Women's reasons for not participating in follow up visits before starting short course antiretroviral prophylaxis for prevention of mother to child transmission of HIV: qualitative interview study

Thomas M Painter, behavioral scientist1, Kassamba L Diaby, medical supervisor3, Danielle M Matia, program officer2, Lillian S Lin, acting leader, statistics team1, Toussaint S Sibailly, technical advisor5, Moïse K Kouassi, manager, local area network3, Ehounou R Ekpini, medical officer4, Thierry H Roels, associate director6, Stefan Z Wiktor, chief, Surveillance and Infrastructure Development Branch, Global AIDS Program1

1 Division of HIV/AIDS Prevention, National Center for HIV, STD and TB Prevention, Centers for Disease Control and Prevention, 1600 Clifton Road, NE, Mail stop E-37, Atlanta, Georgia 30333, USA, 2 266th Pl SE, Sammamish, Washington 98075, USA, 3 Projet RETRO-CI, US Embassy/CDC-HIV, 01 BP 1712 Abidjan 01, Côte d'Ivoire, 4 Department of HIV/AIDS (Prevention)-Room C-128, World Health Organization, 20 Avenue Appia, 1211 Geneva 27, Switzerland, 5 Centers for Disease Control and Prevention, Global AIDS Program, Rwanda, US Embassy, BP 28, Kigali, Rwanda, 6 Global AIDS Program, BOTUSA Project, PO Box 90, Gaborone, Botswana

Correspondence to: T M Painter tcp2{at}cdc.gov

Objective To find out why pregnant women who receive HIV-1 positive test results and are offered short course antiretroviral prophylaxis to prevent transmission of HIV from mother to child do not participate in necessary follow up visits before starting prophylaxis.

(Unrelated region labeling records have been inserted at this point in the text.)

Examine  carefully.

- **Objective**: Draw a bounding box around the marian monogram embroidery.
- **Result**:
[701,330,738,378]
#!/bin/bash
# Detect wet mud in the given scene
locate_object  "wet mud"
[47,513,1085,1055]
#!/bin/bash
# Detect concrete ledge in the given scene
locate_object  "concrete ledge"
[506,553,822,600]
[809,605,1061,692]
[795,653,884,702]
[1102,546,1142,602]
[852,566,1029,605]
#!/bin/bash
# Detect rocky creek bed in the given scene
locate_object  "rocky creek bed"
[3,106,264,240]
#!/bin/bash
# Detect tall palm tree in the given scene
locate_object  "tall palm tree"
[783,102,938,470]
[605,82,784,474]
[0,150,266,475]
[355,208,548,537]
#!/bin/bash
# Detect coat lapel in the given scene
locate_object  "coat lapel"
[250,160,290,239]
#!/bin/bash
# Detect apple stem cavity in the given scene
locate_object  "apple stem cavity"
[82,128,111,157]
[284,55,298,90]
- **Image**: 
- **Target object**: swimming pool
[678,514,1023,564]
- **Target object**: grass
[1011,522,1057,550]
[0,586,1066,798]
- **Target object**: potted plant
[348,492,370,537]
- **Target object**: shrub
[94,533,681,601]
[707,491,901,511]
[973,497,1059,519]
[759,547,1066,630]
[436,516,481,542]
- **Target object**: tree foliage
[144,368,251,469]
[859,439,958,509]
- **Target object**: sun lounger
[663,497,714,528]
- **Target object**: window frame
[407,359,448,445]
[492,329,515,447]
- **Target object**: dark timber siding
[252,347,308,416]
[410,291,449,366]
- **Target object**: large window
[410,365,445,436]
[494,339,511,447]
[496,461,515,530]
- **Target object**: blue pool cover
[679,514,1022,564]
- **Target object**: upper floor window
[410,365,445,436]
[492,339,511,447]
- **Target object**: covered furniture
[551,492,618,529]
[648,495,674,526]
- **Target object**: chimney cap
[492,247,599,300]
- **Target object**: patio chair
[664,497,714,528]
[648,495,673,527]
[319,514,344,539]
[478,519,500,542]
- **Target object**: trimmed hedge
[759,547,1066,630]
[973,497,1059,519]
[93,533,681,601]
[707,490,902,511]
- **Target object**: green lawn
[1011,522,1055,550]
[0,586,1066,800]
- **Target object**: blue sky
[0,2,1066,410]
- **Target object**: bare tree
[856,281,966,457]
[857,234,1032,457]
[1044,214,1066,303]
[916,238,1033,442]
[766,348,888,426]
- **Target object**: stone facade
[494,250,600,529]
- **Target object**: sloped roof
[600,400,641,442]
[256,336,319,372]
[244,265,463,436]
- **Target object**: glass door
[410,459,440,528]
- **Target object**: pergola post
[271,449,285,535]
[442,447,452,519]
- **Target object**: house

Design Qualitative interview study.

Setting A programme aiming to prevent transmission of HIV from mother to child at a public antenatal clinic in Abidjan, Côte d'Ivoire.

Participants Purposive sample of 27 women who had received HIV-1 positive test results and were invited to return for monthly follow up visits before starting prophylaxis with zidovudine at 36 weeks' gestation, but who had either refused or discontinued the visits. None of the women started prophylaxis.

Results Most of the women explained their non-participation in follow up visits by referring to negative experiences that they had had while interacting with programme staff or to their views about the programme. Additional reasons concerned their disbelief of HIV positive test results and personal factors.

Conclusions Difficulties experienced by women during their contacts with staff working on the prevention programme and negative views that they have about the programme can contribute to their non-participation in prophylaxis. Training and supervision of programme staff may increase the likelihood of positive interactions between staff and clients, thereby facilitating women's participation in preventing transmission of HIV from mother to child. Outreach and mobilisation in communities that are served by prevention programmes may complement these measures at programme level by contributing to increased social support for women's efforts to prevent transmission of HIV from mother to child.